Why it matters: It matters because IAM, NHI, and security teams need a governance model for AI systems that can access data, expose outputs, and influence decisions in ways traditional app security does not cover.
👉 Read WitnessAI's guide to AI threat modeling across the AI lifecycle
Context
AI threat modeling is the structured process of identifying where an AI system can be attacked, what can be abused, and which controls reduce that exposure. In practice, it extends familiar threat-modeling methods to model inputs, model outputs, data flows, and inference APIs, which makes it directly relevant to AI governance and identity control.

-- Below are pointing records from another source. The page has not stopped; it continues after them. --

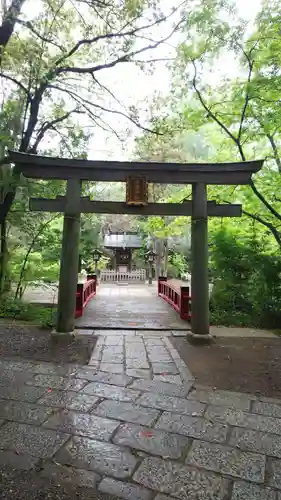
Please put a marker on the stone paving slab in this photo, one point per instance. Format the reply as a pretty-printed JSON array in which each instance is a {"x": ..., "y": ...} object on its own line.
[
  {"x": 159, "y": 387},
  {"x": 24, "y": 412},
  {"x": 180, "y": 481},
  {"x": 127, "y": 412},
  {"x": 170, "y": 403},
  {"x": 103, "y": 458},
  {"x": 106, "y": 378},
  {"x": 128, "y": 491},
  {"x": 240, "y": 418},
  {"x": 171, "y": 379},
  {"x": 227, "y": 460},
  {"x": 106, "y": 431},
  {"x": 61, "y": 473},
  {"x": 269, "y": 409},
  {"x": 248, "y": 491},
  {"x": 21, "y": 393},
  {"x": 261, "y": 442},
  {"x": 57, "y": 382},
  {"x": 17, "y": 461},
  {"x": 138, "y": 372},
  {"x": 224, "y": 398},
  {"x": 111, "y": 392},
  {"x": 196, "y": 427},
  {"x": 69, "y": 400},
  {"x": 152, "y": 441},
  {"x": 275, "y": 474},
  {"x": 82, "y": 424},
  {"x": 112, "y": 368},
  {"x": 169, "y": 368},
  {"x": 32, "y": 440}
]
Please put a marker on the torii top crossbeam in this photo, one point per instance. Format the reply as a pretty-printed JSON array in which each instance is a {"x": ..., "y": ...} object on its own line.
[
  {"x": 197, "y": 174},
  {"x": 47, "y": 167}
]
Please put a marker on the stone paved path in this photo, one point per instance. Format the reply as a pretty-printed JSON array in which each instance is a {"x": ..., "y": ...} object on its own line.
[
  {"x": 134, "y": 424},
  {"x": 130, "y": 306}
]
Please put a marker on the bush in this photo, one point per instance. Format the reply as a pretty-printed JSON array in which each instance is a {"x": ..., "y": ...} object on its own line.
[
  {"x": 247, "y": 284},
  {"x": 16, "y": 309}
]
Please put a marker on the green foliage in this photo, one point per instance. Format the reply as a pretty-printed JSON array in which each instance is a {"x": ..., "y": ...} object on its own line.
[
  {"x": 177, "y": 265},
  {"x": 247, "y": 282},
  {"x": 15, "y": 309}
]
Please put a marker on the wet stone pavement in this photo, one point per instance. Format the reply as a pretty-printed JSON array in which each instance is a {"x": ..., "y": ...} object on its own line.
[
  {"x": 133, "y": 424},
  {"x": 128, "y": 306}
]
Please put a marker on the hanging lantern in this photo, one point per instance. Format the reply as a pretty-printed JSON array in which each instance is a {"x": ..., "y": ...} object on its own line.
[{"x": 136, "y": 191}]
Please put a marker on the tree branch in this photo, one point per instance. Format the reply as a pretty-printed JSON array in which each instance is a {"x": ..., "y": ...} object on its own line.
[
  {"x": 81, "y": 100},
  {"x": 49, "y": 125},
  {"x": 275, "y": 151},
  {"x": 19, "y": 84},
  {"x": 9, "y": 22},
  {"x": 247, "y": 96},
  {"x": 29, "y": 25},
  {"x": 124, "y": 58},
  {"x": 266, "y": 224},
  {"x": 207, "y": 108}
]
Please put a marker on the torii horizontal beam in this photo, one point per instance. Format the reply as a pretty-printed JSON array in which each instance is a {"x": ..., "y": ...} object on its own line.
[
  {"x": 116, "y": 207},
  {"x": 44, "y": 167}
]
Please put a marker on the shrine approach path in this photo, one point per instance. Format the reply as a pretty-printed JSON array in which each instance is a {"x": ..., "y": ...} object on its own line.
[{"x": 129, "y": 307}]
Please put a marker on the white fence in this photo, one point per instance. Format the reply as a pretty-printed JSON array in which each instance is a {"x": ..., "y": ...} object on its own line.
[{"x": 125, "y": 277}]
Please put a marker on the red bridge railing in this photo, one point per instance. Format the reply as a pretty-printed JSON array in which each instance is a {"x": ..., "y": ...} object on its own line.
[
  {"x": 84, "y": 293},
  {"x": 176, "y": 294}
]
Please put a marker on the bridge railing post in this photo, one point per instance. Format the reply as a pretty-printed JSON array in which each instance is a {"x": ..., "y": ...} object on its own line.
[
  {"x": 79, "y": 300},
  {"x": 185, "y": 302},
  {"x": 161, "y": 278}
]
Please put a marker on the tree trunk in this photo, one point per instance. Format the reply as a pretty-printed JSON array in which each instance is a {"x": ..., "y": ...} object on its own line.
[
  {"x": 4, "y": 282},
  {"x": 166, "y": 257}
]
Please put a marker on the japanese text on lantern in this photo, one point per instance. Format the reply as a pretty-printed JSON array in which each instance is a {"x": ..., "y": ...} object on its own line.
[{"x": 136, "y": 191}]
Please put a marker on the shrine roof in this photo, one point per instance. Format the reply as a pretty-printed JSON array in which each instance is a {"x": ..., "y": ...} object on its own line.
[
  {"x": 46, "y": 167},
  {"x": 119, "y": 240}
]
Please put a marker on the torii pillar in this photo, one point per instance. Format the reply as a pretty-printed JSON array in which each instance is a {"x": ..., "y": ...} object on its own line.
[
  {"x": 199, "y": 263},
  {"x": 69, "y": 259}
]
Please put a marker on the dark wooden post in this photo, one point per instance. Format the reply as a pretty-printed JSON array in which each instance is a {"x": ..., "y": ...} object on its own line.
[
  {"x": 199, "y": 262},
  {"x": 93, "y": 277},
  {"x": 161, "y": 278},
  {"x": 185, "y": 303},
  {"x": 69, "y": 259},
  {"x": 79, "y": 300}
]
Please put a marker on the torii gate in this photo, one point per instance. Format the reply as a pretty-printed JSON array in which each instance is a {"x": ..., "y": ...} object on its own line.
[{"x": 72, "y": 205}]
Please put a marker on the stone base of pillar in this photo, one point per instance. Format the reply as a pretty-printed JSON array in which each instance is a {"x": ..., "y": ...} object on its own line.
[
  {"x": 197, "y": 339},
  {"x": 62, "y": 335}
]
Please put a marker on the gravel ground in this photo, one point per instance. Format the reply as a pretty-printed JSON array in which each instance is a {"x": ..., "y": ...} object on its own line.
[
  {"x": 236, "y": 364},
  {"x": 36, "y": 344}
]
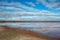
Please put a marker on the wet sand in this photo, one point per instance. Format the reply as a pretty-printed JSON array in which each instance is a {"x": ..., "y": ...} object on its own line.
[{"x": 7, "y": 33}]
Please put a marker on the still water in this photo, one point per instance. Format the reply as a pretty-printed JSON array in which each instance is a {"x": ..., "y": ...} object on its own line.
[{"x": 47, "y": 28}]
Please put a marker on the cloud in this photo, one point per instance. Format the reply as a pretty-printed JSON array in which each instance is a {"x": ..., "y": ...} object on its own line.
[
  {"x": 57, "y": 8},
  {"x": 13, "y": 5},
  {"x": 30, "y": 3},
  {"x": 50, "y": 3}
]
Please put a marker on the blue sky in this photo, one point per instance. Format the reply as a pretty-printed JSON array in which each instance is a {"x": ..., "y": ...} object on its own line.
[{"x": 11, "y": 9}]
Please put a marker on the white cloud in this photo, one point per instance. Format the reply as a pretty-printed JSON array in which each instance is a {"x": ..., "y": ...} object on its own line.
[
  {"x": 30, "y": 3},
  {"x": 11, "y": 6},
  {"x": 50, "y": 3}
]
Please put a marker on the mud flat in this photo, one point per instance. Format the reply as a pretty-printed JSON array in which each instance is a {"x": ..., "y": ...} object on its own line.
[{"x": 7, "y": 33}]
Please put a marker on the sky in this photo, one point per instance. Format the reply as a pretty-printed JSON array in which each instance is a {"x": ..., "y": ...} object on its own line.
[{"x": 13, "y": 9}]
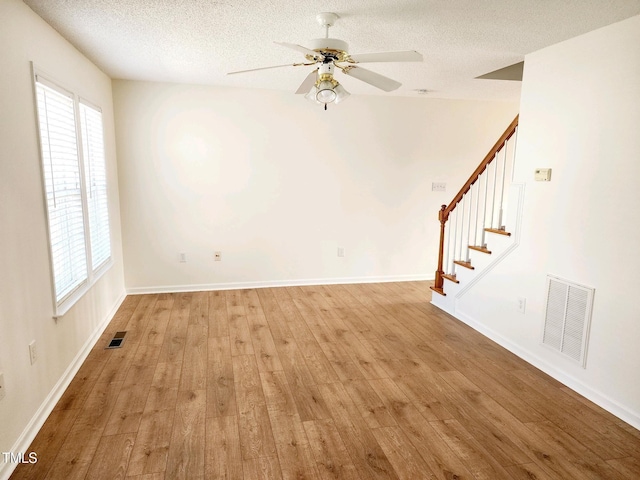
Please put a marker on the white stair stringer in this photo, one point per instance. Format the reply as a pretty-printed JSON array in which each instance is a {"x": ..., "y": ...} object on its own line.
[{"x": 499, "y": 245}]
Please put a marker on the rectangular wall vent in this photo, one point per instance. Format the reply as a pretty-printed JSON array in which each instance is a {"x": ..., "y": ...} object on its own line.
[
  {"x": 567, "y": 318},
  {"x": 116, "y": 341}
]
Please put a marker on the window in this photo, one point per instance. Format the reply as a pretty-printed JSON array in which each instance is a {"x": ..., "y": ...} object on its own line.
[{"x": 75, "y": 184}]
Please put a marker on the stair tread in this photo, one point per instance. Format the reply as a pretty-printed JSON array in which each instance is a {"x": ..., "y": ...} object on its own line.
[
  {"x": 464, "y": 264},
  {"x": 480, "y": 249},
  {"x": 498, "y": 231}
]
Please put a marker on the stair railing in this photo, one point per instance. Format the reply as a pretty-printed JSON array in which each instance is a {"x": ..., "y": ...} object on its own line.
[{"x": 478, "y": 207}]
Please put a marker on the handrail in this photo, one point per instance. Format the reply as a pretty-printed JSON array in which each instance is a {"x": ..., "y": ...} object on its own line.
[
  {"x": 508, "y": 133},
  {"x": 445, "y": 210}
]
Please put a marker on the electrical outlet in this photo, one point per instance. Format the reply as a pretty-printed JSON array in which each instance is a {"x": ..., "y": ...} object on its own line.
[
  {"x": 2, "y": 387},
  {"x": 32, "y": 352},
  {"x": 522, "y": 304}
]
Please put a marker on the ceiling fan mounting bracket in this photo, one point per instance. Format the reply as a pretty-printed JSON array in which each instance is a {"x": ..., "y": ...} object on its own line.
[{"x": 327, "y": 19}]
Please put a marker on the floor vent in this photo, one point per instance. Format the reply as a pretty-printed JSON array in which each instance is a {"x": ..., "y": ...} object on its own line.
[
  {"x": 116, "y": 341},
  {"x": 568, "y": 317}
]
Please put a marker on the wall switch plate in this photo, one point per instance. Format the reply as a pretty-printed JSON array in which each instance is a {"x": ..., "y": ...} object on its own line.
[
  {"x": 32, "y": 352},
  {"x": 542, "y": 175},
  {"x": 522, "y": 304}
]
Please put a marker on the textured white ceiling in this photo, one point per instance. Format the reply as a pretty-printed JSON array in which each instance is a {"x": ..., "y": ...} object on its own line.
[{"x": 199, "y": 41}]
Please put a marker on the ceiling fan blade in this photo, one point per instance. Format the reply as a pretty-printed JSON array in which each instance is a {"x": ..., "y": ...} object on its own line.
[
  {"x": 408, "y": 56},
  {"x": 372, "y": 78},
  {"x": 300, "y": 48},
  {"x": 275, "y": 66},
  {"x": 308, "y": 82}
]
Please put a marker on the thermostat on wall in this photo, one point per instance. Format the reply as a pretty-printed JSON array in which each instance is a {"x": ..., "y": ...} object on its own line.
[{"x": 543, "y": 175}]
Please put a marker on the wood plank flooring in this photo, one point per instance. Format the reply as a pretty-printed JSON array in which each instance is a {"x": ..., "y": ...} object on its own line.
[{"x": 324, "y": 382}]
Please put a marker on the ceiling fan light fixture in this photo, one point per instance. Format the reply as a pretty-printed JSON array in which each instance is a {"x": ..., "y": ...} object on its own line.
[{"x": 325, "y": 92}]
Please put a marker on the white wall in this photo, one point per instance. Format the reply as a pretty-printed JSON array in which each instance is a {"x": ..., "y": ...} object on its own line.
[
  {"x": 580, "y": 112},
  {"x": 25, "y": 286},
  {"x": 277, "y": 184}
]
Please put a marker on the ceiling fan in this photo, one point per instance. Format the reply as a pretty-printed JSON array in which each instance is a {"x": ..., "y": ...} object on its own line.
[{"x": 327, "y": 54}]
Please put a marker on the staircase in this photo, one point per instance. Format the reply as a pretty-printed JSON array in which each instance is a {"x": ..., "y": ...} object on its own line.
[{"x": 473, "y": 227}]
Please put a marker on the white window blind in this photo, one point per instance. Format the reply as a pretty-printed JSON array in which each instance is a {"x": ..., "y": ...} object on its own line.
[
  {"x": 96, "y": 184},
  {"x": 61, "y": 170},
  {"x": 75, "y": 185}
]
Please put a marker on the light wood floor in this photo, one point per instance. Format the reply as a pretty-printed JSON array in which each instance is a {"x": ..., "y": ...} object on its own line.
[{"x": 338, "y": 382}]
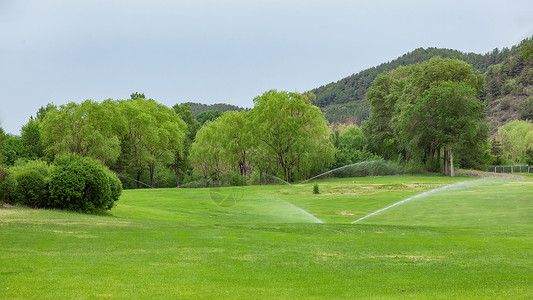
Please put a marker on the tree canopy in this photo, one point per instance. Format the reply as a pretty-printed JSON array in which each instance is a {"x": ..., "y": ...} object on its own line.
[
  {"x": 290, "y": 135},
  {"x": 420, "y": 110}
]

The governance gap is that AI systems can combine access, inference, and workflow influence in ways that are harder to assess with conventional application-security reviews. For security teams, the question is no longer only whether the model works, but what it is allowed to do, what data it can reach, and how its outputs affect downstream systems.
Key questions
Q: How should security teams apply threat modeling to AI systems?
A: Security teams should model AI systems as a combination of data pipelines, inference surfaces, outputs, and connected workflows. That means mapping what the model can read, what it can generate, and what downstream actions those outputs can trigger, then adding controls for access, validation, monitoring, and approval where risk is highest.
Q: Why do AI systems create governance gaps that standard app security misses?
A: AI systems create governance gaps because their behavior depends on prompts, model state, external data, and connected tools, not just static code. A standard application review may miss information disclosure, prompt manipulation, or workflow abuse because the risk emerges from how the system is used at runtime.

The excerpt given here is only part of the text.